После этого я отправился к Бускеросу, который назначил мне свидание в винной лавке напротив цирюльника, и отчитался в своих действиях. Он спросил, откуда мне известно о приключениях Суареса. Я ответил, что мне рассказал обо всем сам Лопес. Поскольку Бускерос имел весьма смутное представление о семье Суаресов и ее соперничестве с домом Моро, я рассказал ему обо всем довольно подробно. Он выслушал меня внимательно и сказал:
– Мы должны обдумать новый план действий, он будет состоять из двух частей. Сначала нужно поссорить Санта-Мауру с семьей Моро, а затем помирить Моро с Суаресами.
Что касается первой части этого плана, то она далеко продвинулась вперед. Но прежде, чем объяснить тебе все это, я должен остановиться на некоторых обстоятельствах, связанных с родом Авилов.
Нынешний герцог Авила в молодости был одним из самых блестящих придворных, удостоенных внимания и даже дружбы короля. Редко бывает, чтобы юноша не возгордился своими преимуществами, и герцог не был исключением из общего правила. Он считал себя выше грандов, которые были ему ровней, и вознамерился породниться с монархом.
Тут Бускерос прервал свой рассказ и воскликнул:
– Маленький попрошайка, как это случилось, что я снизошел до того, чтобы рассказывать тебе о вещах, которые не должны касаться слуха людей низшего сословия? Ведь ты небось и с дворянами-то никогда не был знаком.
– Я не знал, уважаемый маэстро, – отвечал я, – что должен доказывать свое права на то доверие, которым ты меня удостаиваешь. Но, даже не обращаясь к моему генеалогическому древу, ты с легкостью убедишься, что я получил образование, какое подобает юноше из благородной семьи; из этого ты можешь заключить, что если я стал нищим, то виной тому не мое происхождение, а превратности судьбы.
– Превосходно, – заключил Бускерос, – да и твоя манера выражаться отличается от простонародной. Но скажи мне, кто ты, да поживее.
Я принял серьезный и даже удрученный вид и сказал:
– Ты мой покровитель и можешь, если захочешь, заставить меня говорить; но речь идет о трибунале столь же строгом, сколь священном…
– Не желаю ничего больше слышать, – прервал меня Бускерос, – и не хотел бы иметь ничего общего с трибуналом, который ты помянул. Итак, расскажу тебе все, что знаю об Авилах; охраняя свои тайны, ты будешь беречь и мои.

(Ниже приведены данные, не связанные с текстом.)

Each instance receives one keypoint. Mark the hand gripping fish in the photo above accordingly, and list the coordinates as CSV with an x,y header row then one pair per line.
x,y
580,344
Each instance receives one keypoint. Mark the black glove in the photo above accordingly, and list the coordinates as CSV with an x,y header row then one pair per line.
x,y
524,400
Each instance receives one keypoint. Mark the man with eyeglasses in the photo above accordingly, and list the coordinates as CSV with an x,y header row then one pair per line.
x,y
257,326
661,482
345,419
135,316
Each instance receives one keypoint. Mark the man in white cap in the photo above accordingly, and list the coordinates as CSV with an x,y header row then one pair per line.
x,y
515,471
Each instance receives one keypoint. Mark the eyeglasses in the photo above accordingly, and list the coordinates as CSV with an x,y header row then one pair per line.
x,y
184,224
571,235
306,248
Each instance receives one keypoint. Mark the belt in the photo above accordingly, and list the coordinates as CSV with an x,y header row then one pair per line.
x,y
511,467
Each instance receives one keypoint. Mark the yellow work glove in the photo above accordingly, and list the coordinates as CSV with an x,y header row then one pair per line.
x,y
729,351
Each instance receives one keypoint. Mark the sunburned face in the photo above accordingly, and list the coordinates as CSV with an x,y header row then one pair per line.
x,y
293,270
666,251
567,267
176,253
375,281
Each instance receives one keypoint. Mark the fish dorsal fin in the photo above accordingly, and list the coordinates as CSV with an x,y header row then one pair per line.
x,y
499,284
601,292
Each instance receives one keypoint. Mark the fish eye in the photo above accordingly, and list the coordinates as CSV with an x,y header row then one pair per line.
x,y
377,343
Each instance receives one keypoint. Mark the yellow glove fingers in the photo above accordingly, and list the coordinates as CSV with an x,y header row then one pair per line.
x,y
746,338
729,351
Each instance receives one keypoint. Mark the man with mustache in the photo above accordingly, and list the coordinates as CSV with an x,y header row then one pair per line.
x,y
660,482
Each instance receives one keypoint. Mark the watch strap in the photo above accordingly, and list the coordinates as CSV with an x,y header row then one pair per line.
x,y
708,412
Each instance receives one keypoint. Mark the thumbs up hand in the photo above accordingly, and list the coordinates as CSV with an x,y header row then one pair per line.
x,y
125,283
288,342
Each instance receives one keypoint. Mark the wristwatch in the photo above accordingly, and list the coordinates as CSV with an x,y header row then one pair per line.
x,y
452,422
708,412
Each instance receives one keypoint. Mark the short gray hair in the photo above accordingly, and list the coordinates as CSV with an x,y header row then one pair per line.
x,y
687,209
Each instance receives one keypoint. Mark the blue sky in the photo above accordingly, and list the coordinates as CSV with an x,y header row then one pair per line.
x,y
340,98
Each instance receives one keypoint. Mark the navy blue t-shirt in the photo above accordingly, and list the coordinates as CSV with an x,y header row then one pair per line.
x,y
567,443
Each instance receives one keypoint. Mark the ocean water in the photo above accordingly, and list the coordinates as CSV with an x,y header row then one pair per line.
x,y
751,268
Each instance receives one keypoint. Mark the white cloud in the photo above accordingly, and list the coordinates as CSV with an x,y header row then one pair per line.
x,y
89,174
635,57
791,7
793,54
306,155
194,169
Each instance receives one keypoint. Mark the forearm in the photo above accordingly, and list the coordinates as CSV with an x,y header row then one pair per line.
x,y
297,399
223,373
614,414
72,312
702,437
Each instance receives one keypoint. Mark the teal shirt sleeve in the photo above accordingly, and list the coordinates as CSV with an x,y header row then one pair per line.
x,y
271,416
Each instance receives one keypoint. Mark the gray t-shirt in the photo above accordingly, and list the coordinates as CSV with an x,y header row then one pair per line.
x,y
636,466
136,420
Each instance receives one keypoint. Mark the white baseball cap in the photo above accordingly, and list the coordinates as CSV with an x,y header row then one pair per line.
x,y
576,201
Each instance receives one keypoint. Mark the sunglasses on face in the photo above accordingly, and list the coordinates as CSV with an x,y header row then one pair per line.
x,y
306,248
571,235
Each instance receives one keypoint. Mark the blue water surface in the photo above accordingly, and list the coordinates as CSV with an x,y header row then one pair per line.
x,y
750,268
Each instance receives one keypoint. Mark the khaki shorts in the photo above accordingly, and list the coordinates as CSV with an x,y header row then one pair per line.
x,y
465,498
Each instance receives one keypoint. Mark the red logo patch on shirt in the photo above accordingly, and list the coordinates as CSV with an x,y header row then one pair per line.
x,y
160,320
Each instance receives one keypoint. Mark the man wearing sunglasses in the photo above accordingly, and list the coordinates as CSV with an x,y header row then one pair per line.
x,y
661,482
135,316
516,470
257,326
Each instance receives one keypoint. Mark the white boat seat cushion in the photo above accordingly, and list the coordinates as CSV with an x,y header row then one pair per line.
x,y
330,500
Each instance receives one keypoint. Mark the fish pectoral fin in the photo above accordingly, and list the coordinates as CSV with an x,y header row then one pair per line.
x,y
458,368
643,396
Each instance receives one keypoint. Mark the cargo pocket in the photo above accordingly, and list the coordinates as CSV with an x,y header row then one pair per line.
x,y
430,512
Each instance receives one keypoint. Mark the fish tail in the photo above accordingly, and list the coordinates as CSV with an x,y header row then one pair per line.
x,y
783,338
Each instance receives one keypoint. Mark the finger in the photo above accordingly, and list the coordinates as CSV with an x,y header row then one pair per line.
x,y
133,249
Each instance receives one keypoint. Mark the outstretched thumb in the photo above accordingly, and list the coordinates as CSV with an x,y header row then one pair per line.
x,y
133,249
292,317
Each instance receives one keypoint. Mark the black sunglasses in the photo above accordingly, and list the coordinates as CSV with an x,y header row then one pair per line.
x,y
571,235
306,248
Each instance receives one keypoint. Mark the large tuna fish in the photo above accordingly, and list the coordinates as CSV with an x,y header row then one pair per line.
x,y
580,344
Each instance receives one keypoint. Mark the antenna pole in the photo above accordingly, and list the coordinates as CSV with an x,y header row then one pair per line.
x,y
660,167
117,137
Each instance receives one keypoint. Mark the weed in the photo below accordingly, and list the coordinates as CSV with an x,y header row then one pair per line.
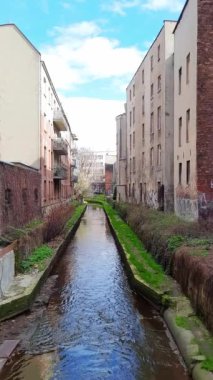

Удачливый Авила, гордый своими успехами и благосклонностью короля, задумал с ним породниться. Инфанта Беатриса выделялась среди своих сестер приятной манерой держаться, а также приветливым взглядом, говорившим о чувствительном сердце. Авила сумел пристроить к ней свою родственницу, которая пользовалась его полным доверием. Дерзкий замысел молодого придворного заключался в том, чтобы тайно обвенчаться с инфантой, но с объявлением подождать, когда монарх будет к нему еще милостивее. Насколько Авила преуспел в своих планах, неизвестно. Два года это оставалось тайной; тем временем Авила старался отстранить от власти Оливареса, но безуспешно. Более того, министр отчасти проник в его тайну. Авила был арестован, заключен в Сеговийскую башню, а вскоре после этого изгнан. Ему обещали прощение, если он женится на ком-нибудь другом; он отказался. Из этого заключили, что он был тайно обвенчан с инфантой. Хотели было арестовать родственницу Авилы, но побоялись скандала, – это могло бы запятнать честь королевского дома.